US President Bill Clinton and his wife Hillary landed in Sydney for a brief visit. Before rushing off to play golf with Greg Norman, the President charmed a crowd of 4,000 at Lady Macquarie's Chair.

By John Huxley

First published in the Sydney Morning Herald on November 22, 1996

The guests of honour were, of course, American. But the occasion was quintessentially Australian, as more than 4,000 people gathered at Mrs Macquarie's Chair yesterday to hear President Bill Clinton thank Sydney for its warm hospitality during his brief visit.

President Clinton and Hillary Clinton leave the stage at Mrs Macquarie's Chair, November 1996.

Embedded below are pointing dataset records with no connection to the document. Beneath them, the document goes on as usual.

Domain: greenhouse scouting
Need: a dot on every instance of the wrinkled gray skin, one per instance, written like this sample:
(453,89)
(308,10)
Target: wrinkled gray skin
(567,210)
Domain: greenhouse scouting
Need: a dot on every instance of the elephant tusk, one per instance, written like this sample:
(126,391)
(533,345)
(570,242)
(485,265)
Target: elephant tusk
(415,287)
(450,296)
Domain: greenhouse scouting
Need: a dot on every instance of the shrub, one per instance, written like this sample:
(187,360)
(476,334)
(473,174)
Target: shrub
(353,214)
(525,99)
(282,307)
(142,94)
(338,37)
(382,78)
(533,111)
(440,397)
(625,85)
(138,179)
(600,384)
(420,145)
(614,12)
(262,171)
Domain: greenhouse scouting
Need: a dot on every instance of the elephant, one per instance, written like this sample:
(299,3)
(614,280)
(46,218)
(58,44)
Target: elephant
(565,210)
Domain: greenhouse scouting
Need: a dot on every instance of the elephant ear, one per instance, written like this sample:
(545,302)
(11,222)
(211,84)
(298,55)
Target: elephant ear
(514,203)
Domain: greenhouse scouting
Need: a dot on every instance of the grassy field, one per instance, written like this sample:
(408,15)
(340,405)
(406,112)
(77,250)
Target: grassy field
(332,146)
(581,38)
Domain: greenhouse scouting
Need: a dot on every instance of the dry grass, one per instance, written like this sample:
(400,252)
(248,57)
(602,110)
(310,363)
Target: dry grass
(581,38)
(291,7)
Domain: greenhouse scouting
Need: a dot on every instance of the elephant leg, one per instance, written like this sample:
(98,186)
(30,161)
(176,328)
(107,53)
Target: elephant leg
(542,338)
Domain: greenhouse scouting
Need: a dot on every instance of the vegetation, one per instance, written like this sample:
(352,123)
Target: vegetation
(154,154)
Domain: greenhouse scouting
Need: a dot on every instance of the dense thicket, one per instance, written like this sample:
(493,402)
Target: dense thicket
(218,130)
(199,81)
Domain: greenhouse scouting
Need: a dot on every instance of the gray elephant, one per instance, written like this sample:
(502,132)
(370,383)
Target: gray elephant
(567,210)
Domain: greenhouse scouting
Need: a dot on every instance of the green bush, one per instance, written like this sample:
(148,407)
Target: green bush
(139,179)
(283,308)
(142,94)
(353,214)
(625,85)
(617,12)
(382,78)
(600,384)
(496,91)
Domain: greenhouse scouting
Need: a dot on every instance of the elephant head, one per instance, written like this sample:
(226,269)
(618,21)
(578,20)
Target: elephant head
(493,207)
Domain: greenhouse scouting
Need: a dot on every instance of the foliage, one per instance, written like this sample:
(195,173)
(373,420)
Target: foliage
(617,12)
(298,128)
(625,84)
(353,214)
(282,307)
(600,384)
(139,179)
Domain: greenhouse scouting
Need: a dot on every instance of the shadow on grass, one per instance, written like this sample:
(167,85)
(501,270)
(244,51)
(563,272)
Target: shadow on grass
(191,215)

President Clinton and Hillary Clinton leave the stage at Mrs Macquarie's Chair, November 1996.Credit: Rick Stevens

A timely sun shone; the police band played Waltzing Matilda, and the crowd created a happy, picnic atmosphere. All this against a striking backdrop of harbour, bridge and Opera House. It was great prime-time television for the estimated 32 million worldwide viewers. It was wonderful publicity for the city earlier described by the Prime Minister, Mr Howard, as "the oldest, most fantastic, most colourful, most diverse city in Australia".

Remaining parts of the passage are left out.